A custom build wins if:
- You've been in business 3+ years and you know exactly who buys from you and why.
- You're spending money on ads or you depend on organic search traffic to find clients.
- You're trying to look meaningfully more credible than your competitors, who are all on Squarespace.
- Your site needs to integrate with something specific: a booking system, a CRM, a custom inventory format, an API.
- Page speed actually matters to your conversions (e-commerce, paid traffic, high LTV services).
- You'd rather pay once for something built right than rent something forever.
If most of these are true, hire someone who codes from scratch. Not someone who customizes templates. Not an "agency" that's going to install WordPress with 14 plugins. Someone who writes the HTML.
The dollar math.
The thing people miss when comparing options is the total cost of ownership over three years. Sticker price on a Squarespace site is much lower.

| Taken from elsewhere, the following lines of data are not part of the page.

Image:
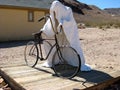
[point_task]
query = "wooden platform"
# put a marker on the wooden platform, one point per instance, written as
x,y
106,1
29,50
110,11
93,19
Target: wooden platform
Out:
x,y
26,78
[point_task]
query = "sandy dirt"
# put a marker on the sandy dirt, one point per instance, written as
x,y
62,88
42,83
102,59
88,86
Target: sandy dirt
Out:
x,y
101,49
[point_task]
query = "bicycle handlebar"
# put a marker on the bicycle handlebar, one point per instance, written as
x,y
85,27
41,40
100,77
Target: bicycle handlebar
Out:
x,y
43,18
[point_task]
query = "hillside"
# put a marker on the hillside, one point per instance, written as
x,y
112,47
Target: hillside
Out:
x,y
90,14
113,11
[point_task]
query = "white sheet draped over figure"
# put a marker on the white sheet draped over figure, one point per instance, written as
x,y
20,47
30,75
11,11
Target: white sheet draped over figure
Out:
x,y
65,17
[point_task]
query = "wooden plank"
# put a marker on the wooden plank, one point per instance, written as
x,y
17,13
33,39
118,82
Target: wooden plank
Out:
x,y
40,78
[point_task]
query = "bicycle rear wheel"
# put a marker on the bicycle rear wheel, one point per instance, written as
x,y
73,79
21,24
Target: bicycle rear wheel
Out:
x,y
66,62
31,54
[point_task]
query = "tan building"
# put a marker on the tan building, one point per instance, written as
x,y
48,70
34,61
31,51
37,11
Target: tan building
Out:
x,y
19,18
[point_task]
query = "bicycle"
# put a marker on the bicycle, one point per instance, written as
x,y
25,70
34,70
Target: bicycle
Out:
x,y
60,62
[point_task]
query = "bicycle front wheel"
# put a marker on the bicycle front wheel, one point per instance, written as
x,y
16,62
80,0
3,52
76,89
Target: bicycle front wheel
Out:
x,y
66,62
31,54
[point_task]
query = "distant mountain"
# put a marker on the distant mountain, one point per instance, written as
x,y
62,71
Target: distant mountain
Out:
x,y
113,11
90,14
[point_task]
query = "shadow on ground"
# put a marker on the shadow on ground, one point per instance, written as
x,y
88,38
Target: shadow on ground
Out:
x,y
12,44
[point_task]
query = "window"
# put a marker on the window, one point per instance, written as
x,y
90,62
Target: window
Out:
x,y
30,16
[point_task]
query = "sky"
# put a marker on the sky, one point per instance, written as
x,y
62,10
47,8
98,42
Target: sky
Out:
x,y
103,3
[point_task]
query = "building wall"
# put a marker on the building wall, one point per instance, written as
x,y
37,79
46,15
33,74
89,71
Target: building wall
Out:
x,y
14,24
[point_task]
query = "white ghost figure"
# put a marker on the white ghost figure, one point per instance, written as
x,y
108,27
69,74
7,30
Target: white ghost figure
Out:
x,y
65,18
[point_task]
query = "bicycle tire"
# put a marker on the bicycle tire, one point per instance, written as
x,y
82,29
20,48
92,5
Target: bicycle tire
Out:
x,y
31,54
63,69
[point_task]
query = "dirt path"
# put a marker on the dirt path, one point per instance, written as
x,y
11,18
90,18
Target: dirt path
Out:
x,y
101,49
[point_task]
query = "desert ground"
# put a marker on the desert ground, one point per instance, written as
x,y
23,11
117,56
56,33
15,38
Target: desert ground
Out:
x,y
101,49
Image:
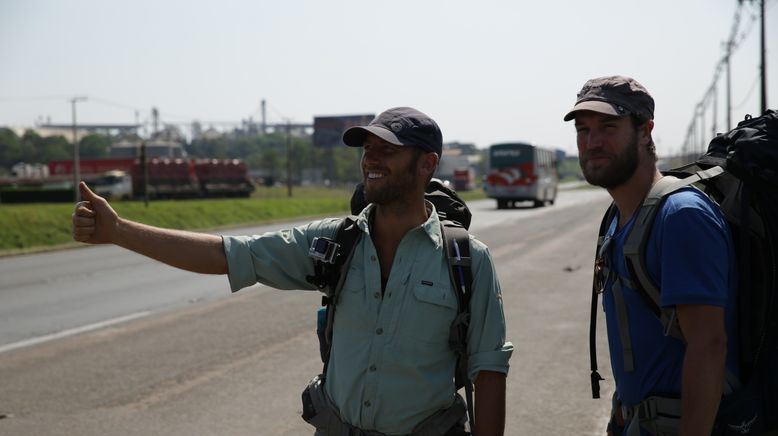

The TCO is closer than you think.
Squarespace path, 3 years:
- Plan: $216/year (Business plan) × 3 = $648
- Domain: $20/year × 3 = $60
- A designer/freelancer to set it up properly: $500 to $1,500 (you can DIY, but most owners' time is worth more)
- Probably another $500 in plugins, integrations, redesign tweaks over 3 years
- Total: $1,200 to $2,700
Custom build path, 3 years:
- Build: $3,500 to $8,000 depending on scope
- Hosting on Vercel/Netlify free tier or $20/month = $0 to $720
- Domain: $20/year × 3 = $60
- Occasional changes from the developer: $200 to $800/year
- Total: $4,100 to $11,180
So custom is roughly 2 to 4 times more over 3 years. The question is whether the upside (faster site, full ownership, better SEO foundation, distinctive design, no monthly rent) is worth that delta for your business.
Three rules of thumb.
Rule 1: If your site brings in zero leads currently, switching to a custom build won't fix that. The leak is elsewhere. Probably your messaging, your Google Business Profile, your call handling, or your pricing. Fix the leak first.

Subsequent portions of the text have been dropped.